Conceptual differences


As I navigated my way around the literature, initial confusion set in as I attempted to understand the way that different writers conceived of the social world and therefore the way that social constructionism has been used with respect to constructs of the social world, which includes reality, knowledge, truth, meaning and understanding. As I continued to navigate through the literature, I came to observe a group of writers classifying reality as existing independently of the mind, whilst classifying reality’s constituent concepts (knowledge, truth, understanding and meaning) as constructions of the mind; another group was observed to have classified both reality and its constituents as constructions of the mind.


Previous understanding of ontology led me to perceive the difference between the writers’ positioning of reality within their thinking, and led me therefore to perceive each group as advocating an ontological stance. The group of writers who treated reality as a mind-dependent concept were relativists, whilst the group of writers who treated reality as mind-independent concept were considered realists. But here I had the interesting thought that unlike social constructivism, which has a relativist ontology, social constructionism is ontologically neutral.


Ontological Neutrality And Fluidity


Now I had the idea that social constructionism could be situated within a realist or relativist ontology, which to me makes sense because, as I have covered in earlier blog posts (and what I shall be continuing to explore and write about in the future), the selection of a particular ontological position does not necessarily influence the epistemological stance. We as human beings are far too diverse in our thinking and interactions with reality to place ourselves within linear ontological-epistemological relationships as commonly presented in textbooks, but I accept that this might not be a universally accepted claim.


Guided by my new assumption of social constructionism as being ontologically neutral, I came across a journal paper written by John Cromby and David Nightingale called “What’s Wrong With Social Constructionism?” The authors partway through the paper draw on the wider literature to come to the same conclusion: that social constructionism can be situated within either a realist or relativist ontology. Social Constructionism therefore has a subjectivist epistemology but can be placed within a realist or relativist ontology, and this perfectly reflects my beliefs that, as mentioned, we as humans are cognitively and psychologically diverse: we all think of reality and of our coming to know and understand reality differently; therefore, it might not be suitable or accurate to simply assume that a particular ontological position naturally leads to a particular epistemological position. This might be in contrast to the typical linear presentation of the ontological and epistemological relationships in literature: that a realist ontology necessitates an objectivist epistemology whilst a relativist position necessitates a subjectivist epistemology. Again this might be due to authors attempting to simplify associations for ease of understanding and to encourage the early researcher to understand that there are distinct differences between philosophical positions, but this oversimplification could undermine the potential worth and value of perceiving philosophical positions as flexible and fluid instead of strictly regimented.
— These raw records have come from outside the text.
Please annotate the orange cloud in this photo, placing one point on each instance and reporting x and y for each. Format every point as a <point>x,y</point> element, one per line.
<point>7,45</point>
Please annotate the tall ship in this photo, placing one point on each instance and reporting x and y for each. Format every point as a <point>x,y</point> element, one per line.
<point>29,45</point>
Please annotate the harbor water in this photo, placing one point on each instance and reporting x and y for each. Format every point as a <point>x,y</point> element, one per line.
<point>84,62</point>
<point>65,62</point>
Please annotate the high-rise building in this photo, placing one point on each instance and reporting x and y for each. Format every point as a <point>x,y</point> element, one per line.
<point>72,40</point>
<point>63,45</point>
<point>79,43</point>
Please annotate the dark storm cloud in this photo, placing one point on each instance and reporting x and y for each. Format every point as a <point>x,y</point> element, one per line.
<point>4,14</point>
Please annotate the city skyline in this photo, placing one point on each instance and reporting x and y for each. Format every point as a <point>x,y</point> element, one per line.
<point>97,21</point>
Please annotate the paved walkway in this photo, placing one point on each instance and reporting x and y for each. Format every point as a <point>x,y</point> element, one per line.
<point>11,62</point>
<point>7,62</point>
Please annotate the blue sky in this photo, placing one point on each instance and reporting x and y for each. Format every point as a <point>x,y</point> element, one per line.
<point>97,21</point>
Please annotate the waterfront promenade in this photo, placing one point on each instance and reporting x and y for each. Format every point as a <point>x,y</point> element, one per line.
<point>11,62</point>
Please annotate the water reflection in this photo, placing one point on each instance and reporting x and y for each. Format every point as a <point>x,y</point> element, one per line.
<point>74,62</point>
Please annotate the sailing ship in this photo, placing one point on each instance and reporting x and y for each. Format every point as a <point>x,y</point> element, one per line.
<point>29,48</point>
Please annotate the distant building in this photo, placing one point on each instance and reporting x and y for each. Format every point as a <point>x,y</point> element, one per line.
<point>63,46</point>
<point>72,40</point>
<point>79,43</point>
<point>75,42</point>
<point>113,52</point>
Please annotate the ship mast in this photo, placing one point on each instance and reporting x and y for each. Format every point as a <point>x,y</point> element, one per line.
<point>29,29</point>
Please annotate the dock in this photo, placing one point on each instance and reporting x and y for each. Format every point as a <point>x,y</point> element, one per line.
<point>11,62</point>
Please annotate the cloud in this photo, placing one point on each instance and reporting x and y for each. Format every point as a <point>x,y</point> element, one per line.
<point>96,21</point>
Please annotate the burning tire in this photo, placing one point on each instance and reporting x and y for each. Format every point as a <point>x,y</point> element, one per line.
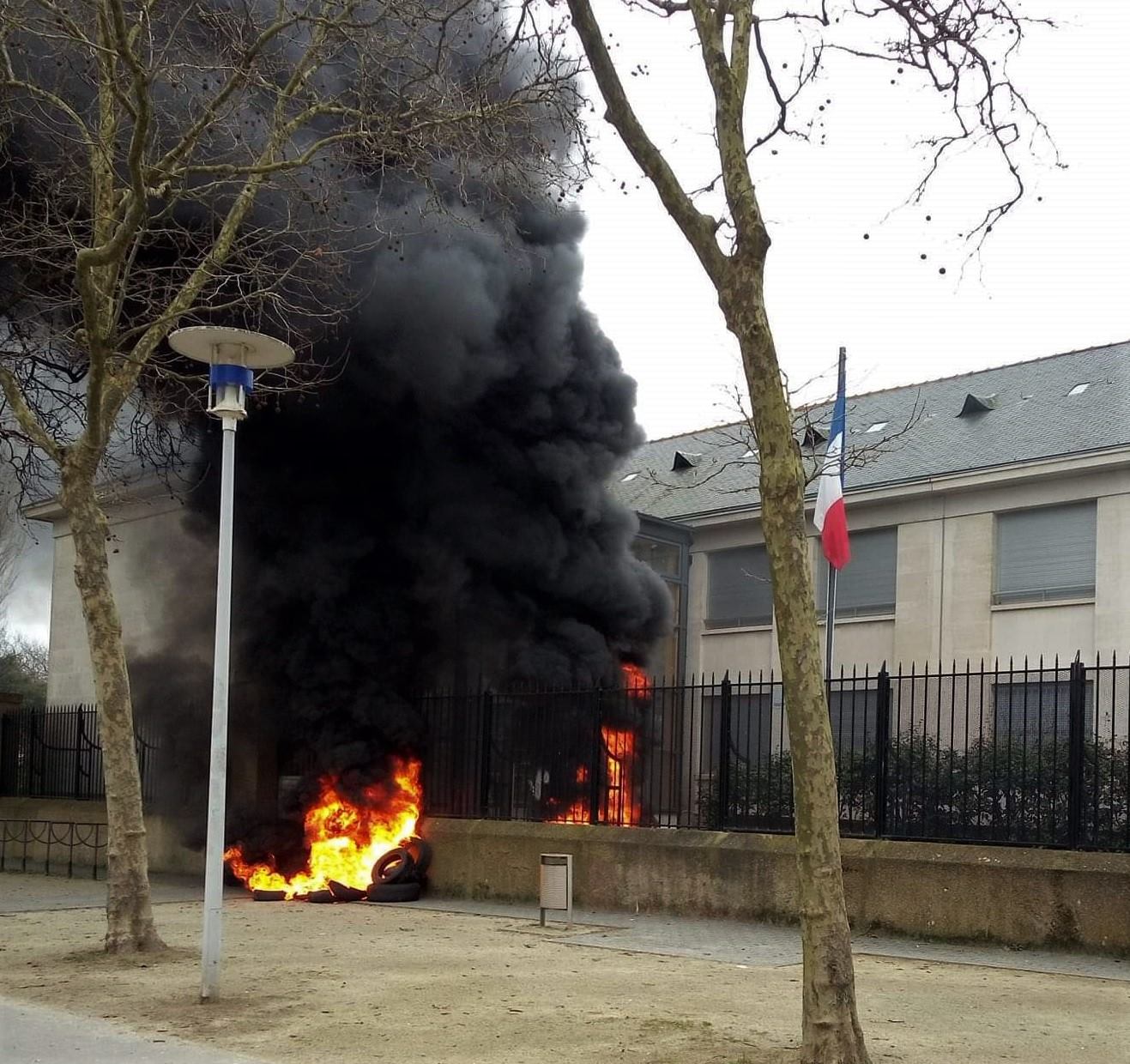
<point>395,868</point>
<point>341,892</point>
<point>393,892</point>
<point>421,854</point>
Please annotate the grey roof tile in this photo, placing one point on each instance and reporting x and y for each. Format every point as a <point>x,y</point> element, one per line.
<point>1034,418</point>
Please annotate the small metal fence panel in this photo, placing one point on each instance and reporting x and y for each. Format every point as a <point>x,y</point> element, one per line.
<point>52,846</point>
<point>56,752</point>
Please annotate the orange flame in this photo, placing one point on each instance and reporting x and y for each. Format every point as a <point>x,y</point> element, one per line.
<point>619,804</point>
<point>635,680</point>
<point>345,839</point>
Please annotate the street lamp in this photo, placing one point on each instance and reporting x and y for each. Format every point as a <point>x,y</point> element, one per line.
<point>232,354</point>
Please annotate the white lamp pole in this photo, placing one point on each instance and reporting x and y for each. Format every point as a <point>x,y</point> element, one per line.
<point>233,354</point>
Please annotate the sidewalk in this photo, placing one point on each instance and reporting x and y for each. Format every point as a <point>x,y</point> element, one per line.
<point>34,1035</point>
<point>737,942</point>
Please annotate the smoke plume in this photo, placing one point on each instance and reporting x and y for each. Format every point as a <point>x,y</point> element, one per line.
<point>438,514</point>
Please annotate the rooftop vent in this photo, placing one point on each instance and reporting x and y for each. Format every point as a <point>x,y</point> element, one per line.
<point>977,404</point>
<point>813,438</point>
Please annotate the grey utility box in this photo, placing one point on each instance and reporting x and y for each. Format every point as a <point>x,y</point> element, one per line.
<point>556,886</point>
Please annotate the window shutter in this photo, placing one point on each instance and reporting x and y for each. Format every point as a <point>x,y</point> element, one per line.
<point>738,588</point>
<point>867,584</point>
<point>1045,553</point>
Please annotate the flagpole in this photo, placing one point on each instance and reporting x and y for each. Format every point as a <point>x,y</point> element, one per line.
<point>830,620</point>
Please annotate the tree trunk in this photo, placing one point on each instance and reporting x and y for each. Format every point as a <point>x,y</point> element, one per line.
<point>129,911</point>
<point>831,1031</point>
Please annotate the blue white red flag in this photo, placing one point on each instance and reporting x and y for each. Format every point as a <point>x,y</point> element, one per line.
<point>831,517</point>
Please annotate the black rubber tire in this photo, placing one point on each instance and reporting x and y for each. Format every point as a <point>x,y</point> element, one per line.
<point>342,892</point>
<point>421,854</point>
<point>396,867</point>
<point>269,895</point>
<point>395,892</point>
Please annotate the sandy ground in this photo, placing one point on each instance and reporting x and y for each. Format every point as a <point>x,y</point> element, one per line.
<point>364,982</point>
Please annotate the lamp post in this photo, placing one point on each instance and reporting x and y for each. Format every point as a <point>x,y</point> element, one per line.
<point>232,354</point>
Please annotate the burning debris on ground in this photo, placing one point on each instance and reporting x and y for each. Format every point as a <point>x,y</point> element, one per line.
<point>437,513</point>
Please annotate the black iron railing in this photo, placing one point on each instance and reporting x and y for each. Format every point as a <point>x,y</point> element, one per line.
<point>1022,754</point>
<point>56,752</point>
<point>52,846</point>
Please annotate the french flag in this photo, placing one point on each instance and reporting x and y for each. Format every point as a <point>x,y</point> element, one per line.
<point>831,517</point>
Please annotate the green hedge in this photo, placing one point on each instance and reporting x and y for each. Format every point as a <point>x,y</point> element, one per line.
<point>987,792</point>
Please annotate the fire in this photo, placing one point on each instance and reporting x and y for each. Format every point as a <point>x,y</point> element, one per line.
<point>619,806</point>
<point>345,839</point>
<point>635,680</point>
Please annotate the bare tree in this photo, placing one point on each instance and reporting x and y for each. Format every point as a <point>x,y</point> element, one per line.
<point>961,47</point>
<point>224,161</point>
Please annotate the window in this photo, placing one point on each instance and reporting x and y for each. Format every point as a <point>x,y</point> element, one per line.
<point>1036,713</point>
<point>738,589</point>
<point>866,586</point>
<point>665,558</point>
<point>1044,554</point>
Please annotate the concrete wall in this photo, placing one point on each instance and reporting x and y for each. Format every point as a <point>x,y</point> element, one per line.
<point>945,576</point>
<point>1022,897</point>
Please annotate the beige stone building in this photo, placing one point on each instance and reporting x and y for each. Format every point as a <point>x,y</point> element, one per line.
<point>989,515</point>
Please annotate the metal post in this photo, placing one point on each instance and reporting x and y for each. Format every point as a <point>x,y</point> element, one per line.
<point>217,775</point>
<point>486,742</point>
<point>1077,725</point>
<point>830,628</point>
<point>881,749</point>
<point>723,766</point>
<point>595,771</point>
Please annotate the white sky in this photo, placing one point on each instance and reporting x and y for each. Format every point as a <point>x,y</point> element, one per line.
<point>1054,277</point>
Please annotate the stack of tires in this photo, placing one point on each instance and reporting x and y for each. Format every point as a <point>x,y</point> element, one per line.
<point>402,874</point>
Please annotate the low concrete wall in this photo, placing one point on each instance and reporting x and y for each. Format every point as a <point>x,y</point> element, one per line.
<point>166,850</point>
<point>1022,897</point>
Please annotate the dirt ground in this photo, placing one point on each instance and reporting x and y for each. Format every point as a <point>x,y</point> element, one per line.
<point>363,982</point>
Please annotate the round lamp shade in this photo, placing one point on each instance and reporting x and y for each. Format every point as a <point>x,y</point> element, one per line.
<point>216,345</point>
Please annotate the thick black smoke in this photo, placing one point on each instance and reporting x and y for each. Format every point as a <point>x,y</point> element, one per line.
<point>435,515</point>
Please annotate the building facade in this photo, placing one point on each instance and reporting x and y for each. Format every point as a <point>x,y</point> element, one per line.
<point>989,515</point>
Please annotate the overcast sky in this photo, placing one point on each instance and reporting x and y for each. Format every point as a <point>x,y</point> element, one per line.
<point>1054,277</point>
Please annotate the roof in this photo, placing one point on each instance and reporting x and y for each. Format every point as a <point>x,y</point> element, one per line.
<point>1017,414</point>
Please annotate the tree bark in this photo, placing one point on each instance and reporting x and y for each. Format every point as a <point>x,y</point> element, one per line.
<point>129,911</point>
<point>831,1031</point>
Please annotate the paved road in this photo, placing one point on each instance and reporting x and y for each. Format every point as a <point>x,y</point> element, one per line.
<point>34,1035</point>
<point>730,941</point>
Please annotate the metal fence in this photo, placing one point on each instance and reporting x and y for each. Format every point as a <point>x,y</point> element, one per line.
<point>56,752</point>
<point>51,846</point>
<point>1023,754</point>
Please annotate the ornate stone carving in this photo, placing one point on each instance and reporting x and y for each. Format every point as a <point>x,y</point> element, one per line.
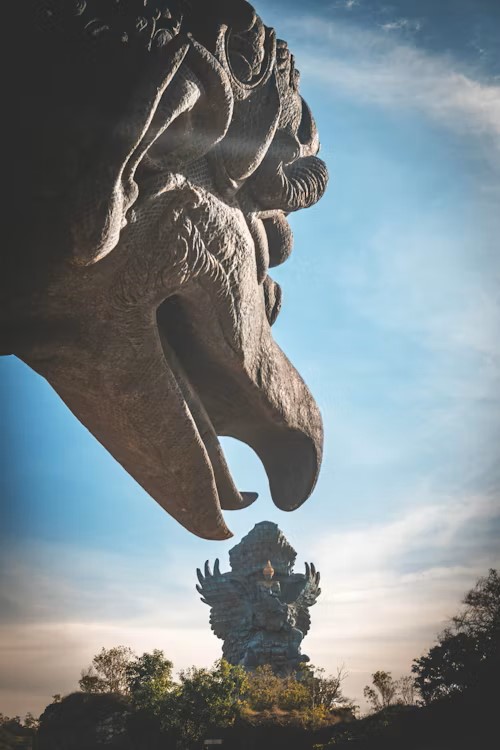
<point>154,152</point>
<point>261,608</point>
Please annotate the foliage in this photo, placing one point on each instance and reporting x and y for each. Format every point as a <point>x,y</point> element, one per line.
<point>263,689</point>
<point>149,679</point>
<point>15,733</point>
<point>325,691</point>
<point>205,699</point>
<point>467,654</point>
<point>309,691</point>
<point>108,672</point>
<point>385,691</point>
<point>382,692</point>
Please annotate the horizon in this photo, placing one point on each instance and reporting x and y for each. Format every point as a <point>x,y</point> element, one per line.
<point>390,313</point>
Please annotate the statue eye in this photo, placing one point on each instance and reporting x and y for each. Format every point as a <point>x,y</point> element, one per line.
<point>248,53</point>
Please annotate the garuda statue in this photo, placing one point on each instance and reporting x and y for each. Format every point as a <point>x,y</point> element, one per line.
<point>154,149</point>
<point>261,608</point>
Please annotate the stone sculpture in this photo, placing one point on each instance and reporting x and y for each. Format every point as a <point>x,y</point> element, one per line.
<point>261,608</point>
<point>154,150</point>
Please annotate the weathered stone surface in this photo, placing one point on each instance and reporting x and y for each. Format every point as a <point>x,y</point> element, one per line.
<point>154,151</point>
<point>261,608</point>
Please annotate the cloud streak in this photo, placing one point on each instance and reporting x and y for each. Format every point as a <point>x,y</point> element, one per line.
<point>375,68</point>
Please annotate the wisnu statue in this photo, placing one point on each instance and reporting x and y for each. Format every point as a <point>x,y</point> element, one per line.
<point>260,609</point>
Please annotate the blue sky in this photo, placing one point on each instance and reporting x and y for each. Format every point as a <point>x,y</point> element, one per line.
<point>391,314</point>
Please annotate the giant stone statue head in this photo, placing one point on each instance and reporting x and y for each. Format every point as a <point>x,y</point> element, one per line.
<point>155,149</point>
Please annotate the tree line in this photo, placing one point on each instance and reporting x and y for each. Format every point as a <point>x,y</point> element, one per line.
<point>465,660</point>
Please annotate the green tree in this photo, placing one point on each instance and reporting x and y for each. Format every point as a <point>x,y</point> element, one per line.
<point>149,679</point>
<point>108,671</point>
<point>467,654</point>
<point>204,699</point>
<point>263,688</point>
<point>382,692</point>
<point>325,690</point>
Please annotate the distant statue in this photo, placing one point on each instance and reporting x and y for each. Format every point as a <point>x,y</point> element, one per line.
<point>261,608</point>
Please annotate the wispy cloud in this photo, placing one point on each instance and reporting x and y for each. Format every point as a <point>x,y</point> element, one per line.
<point>383,602</point>
<point>402,24</point>
<point>375,67</point>
<point>390,587</point>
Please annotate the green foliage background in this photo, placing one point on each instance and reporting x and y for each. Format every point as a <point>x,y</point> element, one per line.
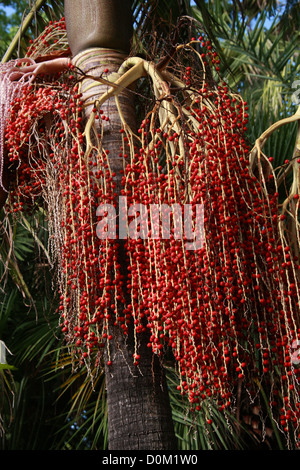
<point>43,405</point>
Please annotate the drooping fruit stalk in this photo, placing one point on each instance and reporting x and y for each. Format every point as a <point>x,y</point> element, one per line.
<point>228,308</point>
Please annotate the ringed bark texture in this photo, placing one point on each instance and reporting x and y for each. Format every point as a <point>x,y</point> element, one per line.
<point>139,412</point>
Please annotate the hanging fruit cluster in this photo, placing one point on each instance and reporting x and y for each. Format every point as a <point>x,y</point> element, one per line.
<point>228,309</point>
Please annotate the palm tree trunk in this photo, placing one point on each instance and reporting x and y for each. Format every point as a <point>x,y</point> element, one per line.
<point>139,413</point>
What does this mean for my research specifically?


This could actually cover another blog post, which is at the time of writing this blog post is currently in the making. But here it suffices to say that my beliefs in the diversity of human thinking, understanding, exploration and contemplation of the world, reality and the entire universe is complex and should not be encapsulated in some pre-defined linear ontological-epistemological relationship. That said, I do have the belief that there is a single reality out there and that there are aspects of the social world that exists independently of our thinking, knowing or perceiving of these aspects. But, I do not have the belief that we can access this social reality easily: our thinking, theories, thoughts and frameworks that we have about reality should always be considered fallible and held with an element of scepticism and be subjected to constant reanalysis and refining. It is therefore right that I consider my research within the context of a realist ontology and a subjectivist epistemology; more specifically at this time as I currently understand the field of research Philosophy, a subtle realist ontology and a constructionist epistemology.


I shall be writing more about this subject as my understanding of subtle realism and constructionism improves, along with the relationship between them, and the methodologies and methods.